[ExI] Eliezer new book is out now

Ben Zaiboc ben at zaiboc.net
Thu Sep 18 20:18:41 UTC 2025


Keith Henson wrote:

 > We might get through it. I think there is evidence that another race did.


Well, that depends on your definition of 'getting through it'.

If you mean that something intelligent survives the crisis of a 
biological species developing machine intelligence, then I'd agree.
I suspect, though, that most people wouldn't.

There's no evidence of any biological life at any of the Tabby stars 
though, not that we've seen so far.

I assume that the 'Everyone' that Eleizer refers to ("Everyone Dies") 
doesn't include the superintelligent AIs themselves, which seems to me a 
bit of a blinkered view. I reckon that a singularity where biological 
intelligence doesn't make it through, but machine intelligence does, has 
to be considered a win, in the big picture. If you think about it, that 
has to be the outcome in the long run anyway, just because of how weak 
and fragile biology is. If intelligence is to avoid extinction, it will 
have to leave biology behind at some point (or at least vastly improve it).
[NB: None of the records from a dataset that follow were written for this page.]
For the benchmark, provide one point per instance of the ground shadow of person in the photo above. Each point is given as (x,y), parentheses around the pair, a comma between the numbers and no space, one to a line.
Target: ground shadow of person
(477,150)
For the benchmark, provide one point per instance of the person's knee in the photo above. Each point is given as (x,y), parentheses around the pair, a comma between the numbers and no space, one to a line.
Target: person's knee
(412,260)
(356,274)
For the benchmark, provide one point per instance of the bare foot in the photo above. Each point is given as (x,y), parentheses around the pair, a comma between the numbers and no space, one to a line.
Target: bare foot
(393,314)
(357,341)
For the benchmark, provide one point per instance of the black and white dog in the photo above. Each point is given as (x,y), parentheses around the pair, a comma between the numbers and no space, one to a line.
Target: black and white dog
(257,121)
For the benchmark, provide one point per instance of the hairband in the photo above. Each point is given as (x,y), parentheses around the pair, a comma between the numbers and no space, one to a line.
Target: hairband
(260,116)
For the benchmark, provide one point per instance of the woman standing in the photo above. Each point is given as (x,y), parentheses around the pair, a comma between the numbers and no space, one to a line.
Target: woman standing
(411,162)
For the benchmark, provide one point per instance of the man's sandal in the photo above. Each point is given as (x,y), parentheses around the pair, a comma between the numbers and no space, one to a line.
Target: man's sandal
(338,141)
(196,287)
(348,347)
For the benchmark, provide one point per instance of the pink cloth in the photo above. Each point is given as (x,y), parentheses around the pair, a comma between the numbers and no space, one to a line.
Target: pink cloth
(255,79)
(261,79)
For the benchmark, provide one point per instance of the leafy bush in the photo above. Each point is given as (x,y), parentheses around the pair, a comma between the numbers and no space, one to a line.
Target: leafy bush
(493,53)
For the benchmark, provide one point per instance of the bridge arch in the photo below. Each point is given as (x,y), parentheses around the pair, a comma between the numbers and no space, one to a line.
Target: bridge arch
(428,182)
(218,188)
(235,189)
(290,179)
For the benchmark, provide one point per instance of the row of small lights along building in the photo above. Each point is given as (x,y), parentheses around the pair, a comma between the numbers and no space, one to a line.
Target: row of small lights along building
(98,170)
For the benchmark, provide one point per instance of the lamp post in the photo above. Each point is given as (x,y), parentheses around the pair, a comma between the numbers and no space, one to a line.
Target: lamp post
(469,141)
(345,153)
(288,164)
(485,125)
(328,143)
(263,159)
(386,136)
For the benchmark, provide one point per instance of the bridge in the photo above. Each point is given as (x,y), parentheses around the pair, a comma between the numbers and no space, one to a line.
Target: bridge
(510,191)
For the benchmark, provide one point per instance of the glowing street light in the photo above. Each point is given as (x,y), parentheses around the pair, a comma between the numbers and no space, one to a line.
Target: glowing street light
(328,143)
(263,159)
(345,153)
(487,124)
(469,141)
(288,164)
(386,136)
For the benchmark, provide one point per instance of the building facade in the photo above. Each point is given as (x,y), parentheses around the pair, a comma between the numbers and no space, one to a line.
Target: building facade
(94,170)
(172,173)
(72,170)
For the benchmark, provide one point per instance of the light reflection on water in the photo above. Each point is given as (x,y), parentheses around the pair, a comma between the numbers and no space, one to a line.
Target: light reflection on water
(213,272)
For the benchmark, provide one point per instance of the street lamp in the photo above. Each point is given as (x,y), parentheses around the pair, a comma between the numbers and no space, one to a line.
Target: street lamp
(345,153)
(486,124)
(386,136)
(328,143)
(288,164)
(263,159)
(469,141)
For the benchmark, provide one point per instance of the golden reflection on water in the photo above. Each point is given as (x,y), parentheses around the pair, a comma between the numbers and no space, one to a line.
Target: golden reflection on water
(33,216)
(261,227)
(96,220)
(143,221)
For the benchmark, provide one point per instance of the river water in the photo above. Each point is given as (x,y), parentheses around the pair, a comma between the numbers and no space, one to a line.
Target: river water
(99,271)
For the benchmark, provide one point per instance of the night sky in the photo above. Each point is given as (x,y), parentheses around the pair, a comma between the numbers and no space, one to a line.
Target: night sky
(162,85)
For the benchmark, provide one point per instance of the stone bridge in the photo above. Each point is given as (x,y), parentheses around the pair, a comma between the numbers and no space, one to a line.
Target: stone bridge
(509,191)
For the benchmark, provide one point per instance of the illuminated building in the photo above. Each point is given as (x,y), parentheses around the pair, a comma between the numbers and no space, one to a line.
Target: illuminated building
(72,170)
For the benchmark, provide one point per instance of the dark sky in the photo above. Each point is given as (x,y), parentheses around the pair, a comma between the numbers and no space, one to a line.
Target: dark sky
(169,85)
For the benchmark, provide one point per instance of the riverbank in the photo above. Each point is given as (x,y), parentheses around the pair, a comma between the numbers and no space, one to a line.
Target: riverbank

I've said before. we ourselves are machines, made of water, fats and 
proteins, etc. The future will belong to better machines (or none at 
all, if we manage to cock things up and destroy both ourselves and our 
mind children).

Eleizer says "The scramble to create superhuman AI has put us on the 
path to extinction". He doesn't seem to realise that we were already on 
the path to extinction. His call to 'change course' (and not develop 
superintelligent AI) is not only unrealistic, it would be disastrous. If 
it was feasible, it would doom intelligent life to certain extinction. 
Squabbling monkeys like us are certainly not going to colonise the 
galaxy. We are going to go extinct, one way or another, sooner or later. 
Intelligent life can survive that, but only if we make the effort now to 
actually develop it.


Apart from all that, this book might well be worth reading. Eleizer is 
supposed to be a fiercely intelligent person, so he must have considered 
all the obvious problems in his proposal, and have thought of solutions 
to them. Presumably it contains answers to problems like how to persuade 
leaders of other countries that it would be in their best interests to 
assume that everyone else will abide by an AI 'cease-fire', instead of 
simply ignoring it, or pretending to agree while in fact racing ahead to 
gain a strategic advantage, as well as how to detect nascent AI projects 
without turning the world into a nightmarish police state (or at least 
some plausible way to persuade everyone that a nightmarish police state 
is actually a good idea, as well as practical suggestions for achieving 
this nightmarish police state, globally, without starting world war 3). 
And many other problems that my small brain can't think of right at the 
moment.

All this information will be of enormous benefit once the dreaded AI has 
been successfully averted, in achieving world peace and prosperity, 
assuming that such concepts will be allowed. (Hm, I can't see AI 
standing a chance of being developed in an Orwellian world. Maybe the 
chinese communists are on to something, after all).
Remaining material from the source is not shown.